While RAW Labs emphasizes sophisticated enterprise AI solutions, specific pricing plans, tiers, or details on free versus paid features are not explicitly detailed on their public website or in the provided documentation. The company's products, Kora and MXCP, emerged from real production engagements, indicating a focus on enterprise-level solutions that are likely customized or offered through direct engagements rather than standardized pricing models [Source: https://raw-labs.com/]. They support integrations with various systems, including GitHub for API management [Source: https://docs.raw-labs.com/docs/github/] and OpenAI for GPTs and ChatGPT plugins [Source: https://docs.raw-labs.com/docs/openai/], and utilize a data manipulation language called Snapi for querying diverse data sources [Source: https://dev-docs.raw-labs.com/docs/snapi-reference/overview]. There is no information available regarding recent pricing changes on the RAW Labs website or in the provided search results.

Hiring & Layoffs

RAW Labs Hiring and Layoffs

RAW Labs, an AI engineering firm based in Switzerland, demonstrates consistent growth in its strategic hiring initiatives, primarily focusing on expanding its technical teams. The company, which specializes in building infrastructure for production-grade enterprise AI since 2015, frequently seeks Software Engineers to enhance its research and development capabilities. These roles are pivotal for advancing their core mission of making AI accessible and reliable for demanding industries like financial services, manufacturing, telecom, and healthcare.

Recent job postings, such as for a Software Engineer, indicate a demand for talent in both their established development centers in Lausanne, Switzerland, and Athens, Greece.

RAW Labs also embraces a flexible work model, offering remote European positions, which broadens their talent pool and reflects a modern approach to recruitment. This continuous search for skilled engineers underscores their commitment to innovating the data, integration, governance, and runtime layers essential for trustworthy AI systems.

The consistent hiring for technical roles aligns with RAW Labs' strategic focus on product development, particularly around offerings like Kora for reliable agentic workflows and MXCP (Model Context Protocol) for enterprise-grade MCP frameworks. There is no public information or indication of recent layoffs at RAW Labs. Instead, their sustained recruitment efforts for specialized engineering positions signal a period of stable expansion and a clear dedication to strengthening their foundational AI infrastructure and product offerings to meet the growing demands of enterprise AI adoption.

Leadership

RAW Labs Management and Leadership Team

RAW Labs is a Swiss enterprise AI engineering firm that spun out of École Polytechnique Fédérale de Lausanne (EPFL) in 2015, co-founded by Professor Anastasia Ailamaki and a team of engineers and scientists from prestigious organizations like CERN, Cisco, and Salesforce [raw-labs.com/jobs/software-engineer]. The company is supported by sophisticated technology investors and benefits from the advisory insights of notable figures such as Professor Martin Odersky, the creator of Scala, and Professor Mike Franklin, a co-creator of Spark [raw-labs.com/jobs/software-engineer]. This strong foundation underscores RAW Labs' commitment to developing reliable and secure AI infrastructure for demanding industries.
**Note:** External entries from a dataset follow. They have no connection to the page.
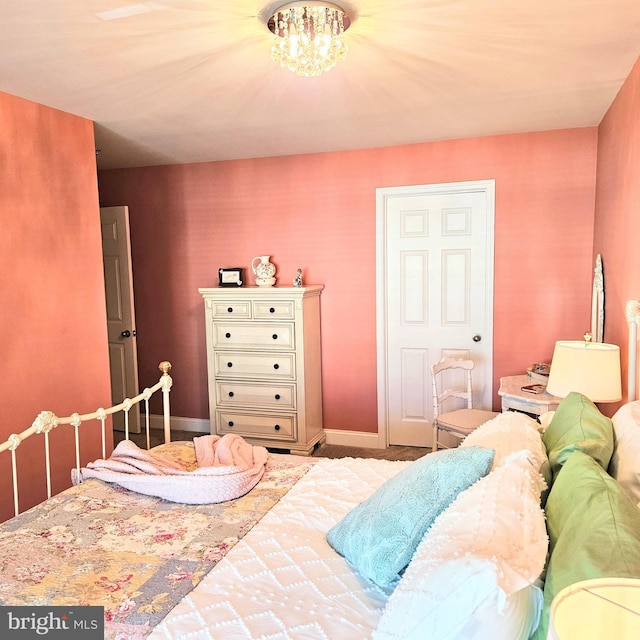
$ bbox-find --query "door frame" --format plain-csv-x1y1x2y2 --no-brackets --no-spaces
100,205,141,433
376,179,495,449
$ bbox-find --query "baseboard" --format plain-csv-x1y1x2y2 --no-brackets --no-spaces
149,415,211,433
324,429,385,449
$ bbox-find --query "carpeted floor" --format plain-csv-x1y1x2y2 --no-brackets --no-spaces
114,429,431,460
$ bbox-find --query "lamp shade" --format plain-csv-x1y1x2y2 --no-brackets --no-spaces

RAW Labs' leadership team oversees the development of critical AI engineering solutions, focusing on the data, integration, governance, and runtime layers essential for enterprise AI systems [raw-labs.com]. While specific C-suite executive names aren't prominently featured in the provided information, the company's origins and advisory board highlight a deep bench of academic and industry expertise. Their focus since 2015 has been on enabling large organizations to adopt and implement advanced data and AI technology, ensuring systems operate at the required scale, security, and compliance levels [raw-labs.com/about/].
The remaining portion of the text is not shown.